Não só em Avintes, em Marvila também. O Teatro Contra-Senso nasceu em 1997 de um sonho de três alunos da Secundária D. Dinis. O batismo teve propósito. Teatro metafórico, poético, disruptivo. Vinte e sete anos depois, mantém-se uma organização sem fins lucrativos e sede em Marvila, Lisboa. Marina Subtil está desde o início. “Temos esse papel de resistência. Temos poucos meios, sim, mas continuamos aqui.” É um coletivo que se dedica a criar e a apresentar peças, sempre a ver a disponibilidade da biblioteca de Marvila ou do auditório Fernando Pessa. “Não temos uma sala de espetáculos, com muita pena nossa”, adianta Sónia Castro. É um sonho da companhia. “Um espaço com boa visibilidade para o palco para recebermos as pessoas.”
O grupo estica e encolhe, 15 elementos são mais ativos, dos 19 aos 60 anos do senhor Saraiva. Pessoas que acumulam com os empregos nas áreas da docência, Geografia, História, Arquitetura, Design Gráfico. Todos contribuem, é preciso compromisso. “O teatro não vive só de palmas”, avisa Marina Subtil.

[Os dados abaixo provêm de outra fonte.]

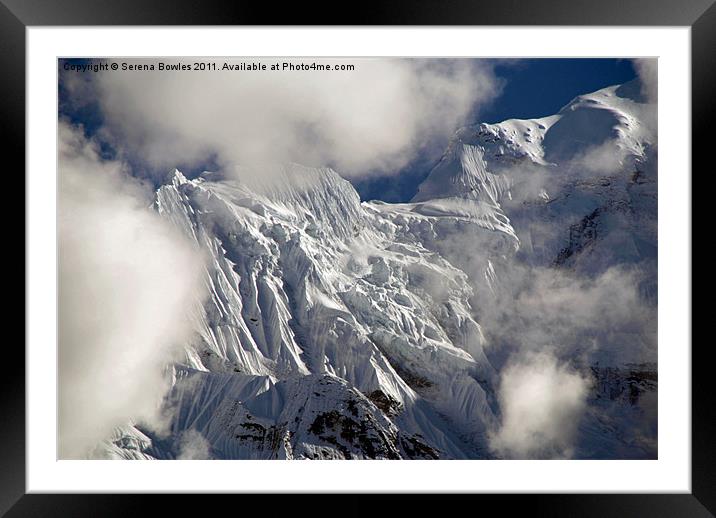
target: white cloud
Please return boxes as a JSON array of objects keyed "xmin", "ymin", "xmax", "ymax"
[
  {"xmin": 66, "ymin": 58, "xmax": 501, "ymax": 180},
  {"xmin": 568, "ymin": 138, "xmax": 632, "ymax": 176},
  {"xmin": 493, "ymin": 265, "xmax": 654, "ymax": 360},
  {"xmin": 489, "ymin": 351, "xmax": 590, "ymax": 459},
  {"xmin": 58, "ymin": 121, "xmax": 206, "ymax": 458},
  {"xmin": 176, "ymin": 429, "xmax": 212, "ymax": 460},
  {"xmin": 632, "ymin": 58, "xmax": 657, "ymax": 103},
  {"xmin": 426, "ymin": 212, "xmax": 656, "ymax": 365}
]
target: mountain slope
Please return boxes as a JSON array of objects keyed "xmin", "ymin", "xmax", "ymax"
[{"xmin": 100, "ymin": 80, "xmax": 657, "ymax": 460}]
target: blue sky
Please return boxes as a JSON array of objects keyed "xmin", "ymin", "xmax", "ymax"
[
  {"xmin": 479, "ymin": 59, "xmax": 636, "ymax": 123},
  {"xmin": 60, "ymin": 58, "xmax": 638, "ymax": 203}
]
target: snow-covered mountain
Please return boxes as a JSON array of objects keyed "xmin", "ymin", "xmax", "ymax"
[{"xmin": 100, "ymin": 79, "xmax": 657, "ymax": 460}]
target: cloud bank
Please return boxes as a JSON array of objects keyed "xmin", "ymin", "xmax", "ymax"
[
  {"xmin": 480, "ymin": 265, "xmax": 656, "ymax": 365},
  {"xmin": 62, "ymin": 58, "xmax": 501, "ymax": 181},
  {"xmin": 58, "ymin": 121, "xmax": 205, "ymax": 458}
]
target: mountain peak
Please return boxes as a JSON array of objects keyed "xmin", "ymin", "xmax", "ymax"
[
  {"xmin": 170, "ymin": 168, "xmax": 190, "ymax": 187},
  {"xmin": 413, "ymin": 80, "xmax": 654, "ymax": 206}
]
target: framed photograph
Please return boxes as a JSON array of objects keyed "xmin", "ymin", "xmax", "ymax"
[{"xmin": 7, "ymin": 0, "xmax": 710, "ymax": 515}]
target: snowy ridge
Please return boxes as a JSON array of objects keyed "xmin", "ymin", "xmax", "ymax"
[{"xmin": 140, "ymin": 163, "xmax": 504, "ymax": 459}]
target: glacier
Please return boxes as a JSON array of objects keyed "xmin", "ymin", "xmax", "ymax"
[{"xmin": 99, "ymin": 79, "xmax": 657, "ymax": 460}]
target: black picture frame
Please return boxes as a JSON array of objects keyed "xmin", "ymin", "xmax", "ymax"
[{"xmin": 5, "ymin": 0, "xmax": 710, "ymax": 515}]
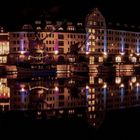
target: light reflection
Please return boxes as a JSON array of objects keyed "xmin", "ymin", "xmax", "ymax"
[
  {"xmin": 54, "ymin": 86, "xmax": 59, "ymax": 91},
  {"xmin": 115, "ymin": 77, "xmax": 121, "ymax": 84},
  {"xmin": 131, "ymin": 77, "xmax": 136, "ymax": 83},
  {"xmin": 2, "ymin": 74, "xmax": 140, "ymax": 129}
]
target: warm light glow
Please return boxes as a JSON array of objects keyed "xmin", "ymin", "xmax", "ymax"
[
  {"xmin": 120, "ymin": 83, "xmax": 124, "ymax": 88},
  {"xmin": 120, "ymin": 52, "xmax": 125, "ymax": 55},
  {"xmin": 37, "ymin": 111, "xmax": 41, "ymax": 115},
  {"xmin": 38, "ymin": 89, "xmax": 44, "ymax": 94},
  {"xmin": 90, "ymin": 76, "xmax": 94, "ymax": 84},
  {"xmin": 92, "ymin": 94, "xmax": 95, "ymax": 99},
  {"xmin": 54, "ymin": 50, "xmax": 58, "ymax": 55},
  {"xmin": 20, "ymin": 51, "xmax": 25, "ymax": 55},
  {"xmin": 55, "ymin": 86, "xmax": 59, "ymax": 91},
  {"xmin": 136, "ymin": 53, "xmax": 140, "ymax": 56},
  {"xmin": 59, "ymin": 110, "xmax": 64, "ymax": 114},
  {"xmin": 136, "ymin": 83, "xmax": 139, "ymax": 87},
  {"xmin": 92, "ymin": 106, "xmax": 95, "ymax": 111},
  {"xmin": 131, "ymin": 77, "xmax": 136, "ymax": 83},
  {"xmin": 92, "ymin": 100, "xmax": 95, "ymax": 105},
  {"xmin": 103, "ymin": 52, "xmax": 107, "ymax": 56},
  {"xmin": 115, "ymin": 56, "xmax": 121, "ymax": 63},
  {"xmin": 115, "ymin": 77, "xmax": 121, "ymax": 84},
  {"xmin": 129, "ymin": 82, "xmax": 132, "ymax": 86},
  {"xmin": 86, "ymin": 51, "xmax": 89, "ymax": 55},
  {"xmin": 103, "ymin": 83, "xmax": 107, "ymax": 88},
  {"xmin": 86, "ymin": 85, "xmax": 89, "ymax": 89},
  {"xmin": 130, "ymin": 54, "xmax": 133, "ymax": 57},
  {"xmin": 87, "ymin": 95, "xmax": 91, "ymax": 99},
  {"xmin": 21, "ymin": 88, "xmax": 25, "ymax": 92},
  {"xmin": 88, "ymin": 107, "xmax": 91, "ymax": 112},
  {"xmin": 98, "ymin": 78, "xmax": 103, "ymax": 84}
]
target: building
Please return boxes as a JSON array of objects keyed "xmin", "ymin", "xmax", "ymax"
[
  {"xmin": 8, "ymin": 20, "xmax": 86, "ymax": 64},
  {"xmin": 0, "ymin": 78, "xmax": 10, "ymax": 111},
  {"xmin": 86, "ymin": 8, "xmax": 140, "ymax": 72},
  {"xmin": 0, "ymin": 27, "xmax": 9, "ymax": 64},
  {"xmin": 6, "ymin": 8, "xmax": 140, "ymax": 73}
]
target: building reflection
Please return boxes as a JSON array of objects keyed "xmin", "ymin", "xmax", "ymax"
[
  {"xmin": 1, "ymin": 73, "xmax": 140, "ymax": 128},
  {"xmin": 0, "ymin": 78, "xmax": 10, "ymax": 111}
]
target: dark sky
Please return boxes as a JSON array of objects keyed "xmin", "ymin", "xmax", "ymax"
[{"xmin": 0, "ymin": 0, "xmax": 139, "ymax": 29}]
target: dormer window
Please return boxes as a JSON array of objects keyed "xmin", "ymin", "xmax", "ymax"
[
  {"xmin": 77, "ymin": 23, "xmax": 82, "ymax": 26},
  {"xmin": 67, "ymin": 26, "xmax": 75, "ymax": 31},
  {"xmin": 58, "ymin": 27, "xmax": 63, "ymax": 31},
  {"xmin": 93, "ymin": 22, "xmax": 96, "ymax": 25},
  {"xmin": 89, "ymin": 21, "xmax": 92, "ymax": 25},
  {"xmin": 36, "ymin": 26, "xmax": 41, "ymax": 30}
]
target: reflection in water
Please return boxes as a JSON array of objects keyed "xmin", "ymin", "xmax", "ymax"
[{"xmin": 1, "ymin": 73, "xmax": 140, "ymax": 129}]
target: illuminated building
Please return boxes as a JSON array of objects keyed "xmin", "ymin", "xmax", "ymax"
[
  {"xmin": 7, "ymin": 7, "xmax": 140, "ymax": 73},
  {"xmin": 0, "ymin": 27, "xmax": 9, "ymax": 64},
  {"xmin": 86, "ymin": 8, "xmax": 140, "ymax": 72},
  {"xmin": 5, "ymin": 73, "xmax": 140, "ymax": 128},
  {"xmin": 0, "ymin": 78, "xmax": 10, "ymax": 111},
  {"xmin": 9, "ymin": 21, "xmax": 85, "ymax": 64}
]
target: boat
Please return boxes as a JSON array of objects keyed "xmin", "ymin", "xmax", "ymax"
[{"xmin": 17, "ymin": 62, "xmax": 56, "ymax": 76}]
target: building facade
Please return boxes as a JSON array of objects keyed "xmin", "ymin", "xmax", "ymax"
[
  {"xmin": 86, "ymin": 8, "xmax": 140, "ymax": 67},
  {"xmin": 0, "ymin": 27, "xmax": 9, "ymax": 64},
  {"xmin": 3, "ymin": 8, "xmax": 140, "ymax": 72}
]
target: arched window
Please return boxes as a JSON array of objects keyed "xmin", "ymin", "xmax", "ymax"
[{"xmin": 115, "ymin": 56, "xmax": 121, "ymax": 63}]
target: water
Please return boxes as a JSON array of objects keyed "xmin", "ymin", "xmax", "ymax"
[{"xmin": 0, "ymin": 73, "xmax": 140, "ymax": 138}]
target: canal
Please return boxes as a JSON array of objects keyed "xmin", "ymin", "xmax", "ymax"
[{"xmin": 0, "ymin": 72, "xmax": 139, "ymax": 139}]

Passar mensagens, fazer pensar
Passar mensagens, fazer pensar
Os apoios são aproveitados até ao tutano. Em Avintes, vêm da Junta de Freguesia e da Câmara de Gaia. A bilheteira é por donativos, as quotas dos 850 associados ativos dão uma ajuda. “Contamos ao cêntimo cada valor que nos chega”, pormenoriza Pedro Miguel Dias. “Tentamos ser autossuficientes. Já provámos que conseguimos, mas as coisas começam a ser difíceis”, acrescenta Bruno Costa.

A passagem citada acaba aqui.